相模原市、河川管理計画を策定/手法最適化で費用削減


 相模原市は、市が管理する河川の計画的かつ効果的な維持管理の方針を定める「河川維持管理計画」を策定した。最適な手法へ転換して長寿命化することで、安全・信頼を確保しながら維持管理や更新にかかる費用を縮減・平準化。計画期間を2017年度~46年度までの30年間とする。

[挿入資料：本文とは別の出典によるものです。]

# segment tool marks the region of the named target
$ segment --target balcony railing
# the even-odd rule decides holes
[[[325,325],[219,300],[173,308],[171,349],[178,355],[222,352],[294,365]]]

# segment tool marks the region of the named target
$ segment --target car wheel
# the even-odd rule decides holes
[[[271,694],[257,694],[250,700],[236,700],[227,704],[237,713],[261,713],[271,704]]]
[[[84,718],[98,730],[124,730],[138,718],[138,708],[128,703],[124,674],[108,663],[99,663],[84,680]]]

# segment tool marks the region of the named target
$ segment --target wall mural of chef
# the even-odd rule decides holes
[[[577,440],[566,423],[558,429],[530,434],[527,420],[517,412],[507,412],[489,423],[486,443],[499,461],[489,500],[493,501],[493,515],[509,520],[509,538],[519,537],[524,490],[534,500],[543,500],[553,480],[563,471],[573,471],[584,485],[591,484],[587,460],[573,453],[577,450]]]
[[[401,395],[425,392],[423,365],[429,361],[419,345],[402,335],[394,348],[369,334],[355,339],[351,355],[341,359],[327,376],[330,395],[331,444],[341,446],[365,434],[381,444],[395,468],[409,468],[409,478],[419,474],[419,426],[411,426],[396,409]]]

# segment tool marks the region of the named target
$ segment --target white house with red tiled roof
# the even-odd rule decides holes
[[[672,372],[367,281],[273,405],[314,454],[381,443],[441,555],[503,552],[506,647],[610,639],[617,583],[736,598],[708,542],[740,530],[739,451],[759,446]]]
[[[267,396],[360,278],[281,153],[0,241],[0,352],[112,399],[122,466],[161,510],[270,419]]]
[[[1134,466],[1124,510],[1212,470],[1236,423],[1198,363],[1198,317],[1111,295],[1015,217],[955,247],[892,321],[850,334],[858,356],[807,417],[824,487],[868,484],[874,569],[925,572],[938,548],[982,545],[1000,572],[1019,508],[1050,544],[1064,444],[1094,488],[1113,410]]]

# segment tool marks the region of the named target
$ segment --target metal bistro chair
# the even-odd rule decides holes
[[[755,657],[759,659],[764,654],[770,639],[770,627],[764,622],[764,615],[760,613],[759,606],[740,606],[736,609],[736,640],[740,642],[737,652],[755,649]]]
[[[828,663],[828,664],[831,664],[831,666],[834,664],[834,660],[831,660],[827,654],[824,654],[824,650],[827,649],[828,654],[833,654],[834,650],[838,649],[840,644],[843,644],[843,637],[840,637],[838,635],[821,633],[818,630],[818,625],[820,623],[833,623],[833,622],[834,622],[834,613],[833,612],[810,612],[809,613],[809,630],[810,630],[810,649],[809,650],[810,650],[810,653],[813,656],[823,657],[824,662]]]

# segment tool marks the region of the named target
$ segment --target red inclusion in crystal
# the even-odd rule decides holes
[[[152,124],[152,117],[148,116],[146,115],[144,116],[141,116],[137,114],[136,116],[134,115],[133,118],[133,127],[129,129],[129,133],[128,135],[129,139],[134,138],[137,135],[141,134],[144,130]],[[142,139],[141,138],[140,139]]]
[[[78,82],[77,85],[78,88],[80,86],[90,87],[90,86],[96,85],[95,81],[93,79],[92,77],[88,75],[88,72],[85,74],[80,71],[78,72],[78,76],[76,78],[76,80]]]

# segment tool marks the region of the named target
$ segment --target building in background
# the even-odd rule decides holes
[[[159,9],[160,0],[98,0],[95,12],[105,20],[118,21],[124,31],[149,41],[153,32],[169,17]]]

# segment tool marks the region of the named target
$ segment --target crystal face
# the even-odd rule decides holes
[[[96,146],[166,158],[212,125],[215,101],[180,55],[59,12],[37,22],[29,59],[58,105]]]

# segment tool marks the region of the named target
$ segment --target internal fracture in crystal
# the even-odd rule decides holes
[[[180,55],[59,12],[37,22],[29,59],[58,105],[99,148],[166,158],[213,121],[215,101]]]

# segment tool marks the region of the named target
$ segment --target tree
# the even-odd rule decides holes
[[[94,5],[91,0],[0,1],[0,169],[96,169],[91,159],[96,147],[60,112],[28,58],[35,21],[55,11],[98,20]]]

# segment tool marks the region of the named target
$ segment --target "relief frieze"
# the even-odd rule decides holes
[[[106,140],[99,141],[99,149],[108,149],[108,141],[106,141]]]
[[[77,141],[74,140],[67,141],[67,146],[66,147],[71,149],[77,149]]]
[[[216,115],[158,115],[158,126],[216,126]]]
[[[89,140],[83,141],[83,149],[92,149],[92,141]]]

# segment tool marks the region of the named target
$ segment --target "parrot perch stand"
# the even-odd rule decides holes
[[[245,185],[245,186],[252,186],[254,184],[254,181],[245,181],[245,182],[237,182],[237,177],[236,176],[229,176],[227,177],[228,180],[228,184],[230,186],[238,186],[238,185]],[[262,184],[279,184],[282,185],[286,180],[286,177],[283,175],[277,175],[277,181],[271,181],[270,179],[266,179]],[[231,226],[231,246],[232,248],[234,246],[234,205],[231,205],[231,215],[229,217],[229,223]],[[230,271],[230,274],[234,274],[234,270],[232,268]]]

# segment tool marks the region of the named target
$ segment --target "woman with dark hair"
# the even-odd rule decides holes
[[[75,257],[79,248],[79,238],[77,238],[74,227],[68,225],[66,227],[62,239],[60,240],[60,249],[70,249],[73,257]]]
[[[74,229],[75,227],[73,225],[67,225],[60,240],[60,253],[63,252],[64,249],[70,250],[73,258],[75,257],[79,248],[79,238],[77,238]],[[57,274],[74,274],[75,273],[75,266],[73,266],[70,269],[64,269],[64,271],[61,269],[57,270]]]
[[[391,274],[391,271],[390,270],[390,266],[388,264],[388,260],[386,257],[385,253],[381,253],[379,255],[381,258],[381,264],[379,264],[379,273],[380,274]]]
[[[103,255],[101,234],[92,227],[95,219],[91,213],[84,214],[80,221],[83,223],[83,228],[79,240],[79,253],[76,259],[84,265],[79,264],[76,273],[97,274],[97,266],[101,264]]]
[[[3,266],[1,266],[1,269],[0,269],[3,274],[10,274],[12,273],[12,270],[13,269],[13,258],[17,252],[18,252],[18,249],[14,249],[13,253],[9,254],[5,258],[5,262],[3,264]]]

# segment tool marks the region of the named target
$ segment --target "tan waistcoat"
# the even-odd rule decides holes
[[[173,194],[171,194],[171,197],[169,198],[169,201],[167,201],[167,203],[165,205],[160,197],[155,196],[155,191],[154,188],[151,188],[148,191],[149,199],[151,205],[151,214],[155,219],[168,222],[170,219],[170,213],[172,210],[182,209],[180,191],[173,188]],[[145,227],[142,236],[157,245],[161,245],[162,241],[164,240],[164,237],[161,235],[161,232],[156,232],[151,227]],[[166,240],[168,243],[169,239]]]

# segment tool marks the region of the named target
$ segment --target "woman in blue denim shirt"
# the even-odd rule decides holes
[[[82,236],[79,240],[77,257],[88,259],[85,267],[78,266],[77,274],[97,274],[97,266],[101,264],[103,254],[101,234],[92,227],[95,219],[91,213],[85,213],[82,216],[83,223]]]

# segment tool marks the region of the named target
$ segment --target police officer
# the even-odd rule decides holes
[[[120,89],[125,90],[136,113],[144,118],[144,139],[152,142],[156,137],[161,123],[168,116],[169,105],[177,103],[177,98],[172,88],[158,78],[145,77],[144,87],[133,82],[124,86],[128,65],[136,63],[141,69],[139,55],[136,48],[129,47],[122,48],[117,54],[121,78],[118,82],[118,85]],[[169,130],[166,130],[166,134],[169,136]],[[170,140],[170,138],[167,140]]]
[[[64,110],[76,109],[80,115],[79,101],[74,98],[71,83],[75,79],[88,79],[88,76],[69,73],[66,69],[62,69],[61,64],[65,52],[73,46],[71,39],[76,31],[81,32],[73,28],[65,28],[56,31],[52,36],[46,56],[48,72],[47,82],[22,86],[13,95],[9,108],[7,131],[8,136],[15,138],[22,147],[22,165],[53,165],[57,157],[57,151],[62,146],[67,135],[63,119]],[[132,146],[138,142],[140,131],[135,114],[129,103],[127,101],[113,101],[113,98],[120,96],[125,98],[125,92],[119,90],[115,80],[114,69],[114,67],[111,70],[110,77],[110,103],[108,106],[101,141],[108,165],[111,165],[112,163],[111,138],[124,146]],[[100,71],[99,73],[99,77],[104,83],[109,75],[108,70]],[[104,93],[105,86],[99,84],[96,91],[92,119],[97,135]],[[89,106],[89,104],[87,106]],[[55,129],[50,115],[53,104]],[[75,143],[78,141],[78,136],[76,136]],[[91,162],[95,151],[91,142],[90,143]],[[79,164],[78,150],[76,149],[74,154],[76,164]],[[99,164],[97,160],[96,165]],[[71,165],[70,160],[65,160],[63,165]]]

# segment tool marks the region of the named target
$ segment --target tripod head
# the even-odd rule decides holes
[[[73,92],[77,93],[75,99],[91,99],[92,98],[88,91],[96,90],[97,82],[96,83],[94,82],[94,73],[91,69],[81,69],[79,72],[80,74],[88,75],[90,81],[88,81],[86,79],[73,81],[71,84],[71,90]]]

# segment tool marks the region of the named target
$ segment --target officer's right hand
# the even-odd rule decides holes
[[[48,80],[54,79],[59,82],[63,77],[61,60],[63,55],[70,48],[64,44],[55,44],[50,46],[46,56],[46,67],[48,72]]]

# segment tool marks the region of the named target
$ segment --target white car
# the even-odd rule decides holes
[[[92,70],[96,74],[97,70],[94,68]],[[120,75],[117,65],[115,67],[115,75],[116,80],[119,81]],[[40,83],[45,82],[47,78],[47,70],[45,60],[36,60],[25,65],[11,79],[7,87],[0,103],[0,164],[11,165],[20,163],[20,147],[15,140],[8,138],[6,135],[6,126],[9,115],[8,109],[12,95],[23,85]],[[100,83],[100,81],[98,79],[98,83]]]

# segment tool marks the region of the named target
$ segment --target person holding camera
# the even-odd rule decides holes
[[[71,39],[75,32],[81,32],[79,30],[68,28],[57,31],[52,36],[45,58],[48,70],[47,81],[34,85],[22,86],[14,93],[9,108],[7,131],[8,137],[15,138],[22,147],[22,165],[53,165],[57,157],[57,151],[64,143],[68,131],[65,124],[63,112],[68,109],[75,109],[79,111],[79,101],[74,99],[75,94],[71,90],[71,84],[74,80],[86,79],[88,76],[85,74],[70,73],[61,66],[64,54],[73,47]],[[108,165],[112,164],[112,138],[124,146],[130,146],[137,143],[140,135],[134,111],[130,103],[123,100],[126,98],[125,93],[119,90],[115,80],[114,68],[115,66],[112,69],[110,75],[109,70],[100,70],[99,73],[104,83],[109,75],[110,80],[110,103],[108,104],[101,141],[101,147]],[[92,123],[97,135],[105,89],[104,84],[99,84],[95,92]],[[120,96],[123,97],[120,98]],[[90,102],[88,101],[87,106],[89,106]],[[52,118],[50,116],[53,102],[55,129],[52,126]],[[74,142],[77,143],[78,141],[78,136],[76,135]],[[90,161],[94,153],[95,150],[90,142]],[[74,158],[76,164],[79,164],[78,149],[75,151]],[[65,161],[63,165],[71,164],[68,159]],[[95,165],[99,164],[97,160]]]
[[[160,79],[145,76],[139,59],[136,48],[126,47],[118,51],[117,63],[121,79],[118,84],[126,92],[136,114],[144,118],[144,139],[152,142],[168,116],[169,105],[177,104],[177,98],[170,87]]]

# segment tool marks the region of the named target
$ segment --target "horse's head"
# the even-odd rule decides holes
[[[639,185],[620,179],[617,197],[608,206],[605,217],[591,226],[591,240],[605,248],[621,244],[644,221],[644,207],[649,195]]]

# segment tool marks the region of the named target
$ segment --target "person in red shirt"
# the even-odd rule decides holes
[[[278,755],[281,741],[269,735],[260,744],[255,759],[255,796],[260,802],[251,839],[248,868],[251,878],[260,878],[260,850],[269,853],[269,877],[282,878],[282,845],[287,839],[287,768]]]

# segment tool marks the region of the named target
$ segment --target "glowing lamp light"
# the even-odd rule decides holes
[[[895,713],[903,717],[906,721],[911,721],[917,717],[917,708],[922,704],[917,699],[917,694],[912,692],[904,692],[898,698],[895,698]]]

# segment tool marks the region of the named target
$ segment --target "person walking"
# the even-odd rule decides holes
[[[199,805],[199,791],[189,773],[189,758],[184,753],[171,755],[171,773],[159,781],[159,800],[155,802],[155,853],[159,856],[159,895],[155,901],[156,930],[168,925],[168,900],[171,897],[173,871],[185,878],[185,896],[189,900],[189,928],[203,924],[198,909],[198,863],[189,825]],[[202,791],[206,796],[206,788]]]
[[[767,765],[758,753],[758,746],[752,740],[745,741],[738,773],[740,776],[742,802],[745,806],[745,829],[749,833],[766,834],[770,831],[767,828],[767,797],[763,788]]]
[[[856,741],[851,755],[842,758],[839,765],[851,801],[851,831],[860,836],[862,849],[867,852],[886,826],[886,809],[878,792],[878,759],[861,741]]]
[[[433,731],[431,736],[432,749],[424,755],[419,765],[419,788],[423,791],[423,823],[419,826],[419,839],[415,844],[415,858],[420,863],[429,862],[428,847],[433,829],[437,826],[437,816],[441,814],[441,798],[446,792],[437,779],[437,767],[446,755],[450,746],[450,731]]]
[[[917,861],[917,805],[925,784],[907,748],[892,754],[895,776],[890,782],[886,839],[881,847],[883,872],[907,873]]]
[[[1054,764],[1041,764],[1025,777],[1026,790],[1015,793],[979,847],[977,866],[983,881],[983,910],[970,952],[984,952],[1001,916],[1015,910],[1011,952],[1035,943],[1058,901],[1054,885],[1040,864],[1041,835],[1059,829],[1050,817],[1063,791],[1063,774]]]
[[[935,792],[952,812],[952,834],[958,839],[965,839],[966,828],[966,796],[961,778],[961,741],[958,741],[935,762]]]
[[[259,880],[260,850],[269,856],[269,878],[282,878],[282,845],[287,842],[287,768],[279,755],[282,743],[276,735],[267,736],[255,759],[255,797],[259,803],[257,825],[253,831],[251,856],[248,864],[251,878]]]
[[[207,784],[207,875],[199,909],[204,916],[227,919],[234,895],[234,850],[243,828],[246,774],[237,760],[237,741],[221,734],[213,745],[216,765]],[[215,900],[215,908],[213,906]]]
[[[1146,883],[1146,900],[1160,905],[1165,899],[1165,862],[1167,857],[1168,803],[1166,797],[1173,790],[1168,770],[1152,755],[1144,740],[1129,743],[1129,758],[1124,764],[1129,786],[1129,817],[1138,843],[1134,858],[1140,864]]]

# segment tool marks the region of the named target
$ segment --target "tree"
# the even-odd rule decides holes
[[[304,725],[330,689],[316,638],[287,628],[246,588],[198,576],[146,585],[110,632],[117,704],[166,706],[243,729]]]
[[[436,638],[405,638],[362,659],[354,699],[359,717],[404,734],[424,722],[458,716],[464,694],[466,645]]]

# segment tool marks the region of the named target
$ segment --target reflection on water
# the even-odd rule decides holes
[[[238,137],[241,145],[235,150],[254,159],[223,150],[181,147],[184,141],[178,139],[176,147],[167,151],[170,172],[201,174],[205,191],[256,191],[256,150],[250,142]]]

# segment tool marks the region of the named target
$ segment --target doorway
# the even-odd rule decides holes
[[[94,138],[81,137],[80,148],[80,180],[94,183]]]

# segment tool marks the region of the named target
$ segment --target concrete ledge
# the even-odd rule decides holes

 計画の対象は、市が管理する準用河川の3本(鳩川、姥川、八瀬川)。河川の対策計画の優先度に応じて、14カ年(17~38年度)の「短期(重点施策)」と21カ年(25~46年度)の「中長期」に分けた。

 短期(重点施策)対策計画は、損傷数が多くほかの施設に影響があるもので、通常の維持管理費で対応が困難なものを選定した。鳩川柵渠の損傷対策、姥川河床の洗掘対策を行う。

 中長期対策計画は、施設の維持していくための予防保全が中心。

 13~15年度までの3年間で職員の目視による定期点検を実施し、各施設の損傷度を河川ごとにまとめた。この評価をもとに、背後地条件(住宅の密集度など)と施設(護岸、河道)の重要度条件を併せて「総合優先度」を設定。優先度がもっとも高い5カ所を「H8」として抽出した。

 想定する費用は30年の累計で約27億円を見込み、従来型と比べて約5億円の削減が期待できる。完了した事業の整備費を中長期対策計画に活用し、市債の充当額の削減などを図る。しかし、さらに12億円が不足すると見られ、国庫等の特定財源や県交付金の拡大も視野に入れている。

 市によると、昭和40年代から河川改修事業を進めている一方で、近年、経年劣化による河川施設の老朽化や外的要因による施設の機能が低下。また、局地的集中豪雨や大型台風による河川増水の頻度が高まっている。